Single-threaded mode
By default, BoltFFI enforces two safety rules:
- Classes must be
Send + Sync - Methods cannot take
&mut self
Both rules exist because the target language can call your methods from any thread. Without synchronization, concurrent &mut self calls cause undefined behavior.
But synchronization has a cost. If you control thread access in the target language - for example, you only use the object from the main thread, or you wrap it in your own synchronization - you’re paying for locks you don’t need.
#[export(single_threaded)] disables both checks:
pub struct FastCounter {
value: i32,
}
#[export(single_threaded)]
impl FastCounter {
pub fn new() -> Self {
FastCounter { value: 0 }
}
pub fn increment(&mut self) {
self.value += 1;
}
pub fn get(&self) -> i32 {
self.value
}
}
No synchronization overhead. The tradeoff is that thread safety is now your responsibility. If two threads call methods on this object at the same time, that’s undefined behavior.
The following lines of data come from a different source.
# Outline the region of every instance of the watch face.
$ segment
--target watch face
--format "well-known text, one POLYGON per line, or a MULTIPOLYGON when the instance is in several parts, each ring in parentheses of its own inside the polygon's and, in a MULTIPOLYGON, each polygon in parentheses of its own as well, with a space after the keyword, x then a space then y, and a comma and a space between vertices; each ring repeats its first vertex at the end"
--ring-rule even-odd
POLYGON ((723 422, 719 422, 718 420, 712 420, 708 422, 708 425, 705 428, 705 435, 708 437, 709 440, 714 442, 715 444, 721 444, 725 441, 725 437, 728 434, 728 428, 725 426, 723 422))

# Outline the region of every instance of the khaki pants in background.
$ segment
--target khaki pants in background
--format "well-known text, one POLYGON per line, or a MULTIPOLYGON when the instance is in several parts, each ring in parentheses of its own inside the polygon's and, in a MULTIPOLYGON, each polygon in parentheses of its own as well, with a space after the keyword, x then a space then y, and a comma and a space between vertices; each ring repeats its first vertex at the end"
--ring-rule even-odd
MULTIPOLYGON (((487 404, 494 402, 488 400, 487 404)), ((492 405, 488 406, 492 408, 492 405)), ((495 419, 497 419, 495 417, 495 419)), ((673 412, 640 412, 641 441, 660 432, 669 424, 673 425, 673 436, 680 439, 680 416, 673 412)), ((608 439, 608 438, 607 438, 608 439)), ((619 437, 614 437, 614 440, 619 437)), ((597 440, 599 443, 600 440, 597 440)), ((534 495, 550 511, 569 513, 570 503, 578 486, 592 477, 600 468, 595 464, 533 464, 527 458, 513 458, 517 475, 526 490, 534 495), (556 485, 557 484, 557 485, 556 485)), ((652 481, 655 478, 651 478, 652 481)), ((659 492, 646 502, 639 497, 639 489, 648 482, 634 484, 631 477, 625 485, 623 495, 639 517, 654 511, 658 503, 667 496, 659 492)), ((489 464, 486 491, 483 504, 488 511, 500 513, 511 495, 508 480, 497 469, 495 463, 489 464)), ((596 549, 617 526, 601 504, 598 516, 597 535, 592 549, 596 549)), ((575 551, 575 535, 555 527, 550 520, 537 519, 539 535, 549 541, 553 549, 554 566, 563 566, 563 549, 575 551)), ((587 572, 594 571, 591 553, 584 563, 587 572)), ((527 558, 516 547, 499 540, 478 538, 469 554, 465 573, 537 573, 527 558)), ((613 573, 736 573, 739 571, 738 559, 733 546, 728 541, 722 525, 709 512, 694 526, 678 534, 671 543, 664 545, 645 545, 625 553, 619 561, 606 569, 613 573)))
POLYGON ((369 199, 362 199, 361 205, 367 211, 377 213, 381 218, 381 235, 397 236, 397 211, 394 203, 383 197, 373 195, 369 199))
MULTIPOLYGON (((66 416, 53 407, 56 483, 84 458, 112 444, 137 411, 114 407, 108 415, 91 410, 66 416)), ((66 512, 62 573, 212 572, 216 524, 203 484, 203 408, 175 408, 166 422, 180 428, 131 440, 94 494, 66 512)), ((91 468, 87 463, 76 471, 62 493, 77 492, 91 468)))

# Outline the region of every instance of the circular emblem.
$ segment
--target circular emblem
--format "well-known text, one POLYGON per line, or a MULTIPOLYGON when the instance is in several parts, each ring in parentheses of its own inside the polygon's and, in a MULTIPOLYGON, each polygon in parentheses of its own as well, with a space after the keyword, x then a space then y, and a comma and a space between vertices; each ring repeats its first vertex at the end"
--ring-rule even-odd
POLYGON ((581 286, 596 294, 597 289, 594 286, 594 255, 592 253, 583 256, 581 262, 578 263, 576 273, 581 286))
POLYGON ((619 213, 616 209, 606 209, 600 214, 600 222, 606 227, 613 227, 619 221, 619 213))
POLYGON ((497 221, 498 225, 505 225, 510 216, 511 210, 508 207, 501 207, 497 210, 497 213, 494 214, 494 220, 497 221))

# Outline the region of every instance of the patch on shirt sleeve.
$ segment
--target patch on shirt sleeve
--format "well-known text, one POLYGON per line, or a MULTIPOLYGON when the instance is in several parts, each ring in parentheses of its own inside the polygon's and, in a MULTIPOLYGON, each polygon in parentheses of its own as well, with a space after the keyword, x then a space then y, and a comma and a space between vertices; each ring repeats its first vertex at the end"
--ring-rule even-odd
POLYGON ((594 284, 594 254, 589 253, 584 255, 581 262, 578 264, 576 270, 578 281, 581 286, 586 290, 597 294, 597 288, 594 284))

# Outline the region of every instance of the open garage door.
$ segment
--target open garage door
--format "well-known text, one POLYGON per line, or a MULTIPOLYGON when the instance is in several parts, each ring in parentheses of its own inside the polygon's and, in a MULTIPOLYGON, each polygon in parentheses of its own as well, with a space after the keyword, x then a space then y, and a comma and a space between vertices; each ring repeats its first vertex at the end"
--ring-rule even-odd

When to use single_threaded
Use single_threaded when:
- The object is only accessed from the main thread (UI components, view models)
- You wrap the object in your own synchronization in the target language
- You’re building a single-threaded application (WASM, embedded)
- Profiling shows synchronization is a bottleneck and you can guarantee single-threaded access
Don’t use it just to avoid writing thread-safe code. The default (&self + Mutex) is safer and the overhead is often negligible.
Performance comparison
In benchmarks, single_threaded mode is roughly 4x faster for method calls that would otherwise need mutex locks:
| Mode | Time per 1000 increments |
|---|---|
&self + Mutex | ~5 μs |
&mut self + single_threaded | ~1 μs |
The difference matters in tight loops. For most applications, 5 microseconds per thousand calls is not a bottleneck.
Memory management
The Rust struct lives in Rust’s heap. The target language holds a reference to it. When the target language’s object is deallocated (garbage collected, reference count hits zero, etc.), BoltFFI drops the Rust struct.
You don’t need to manually free anything. But be aware: the Rust object stays alive as long as the target language holds a reference. If you store a class instance in a long-lived collection, the Rust memory stays allocated.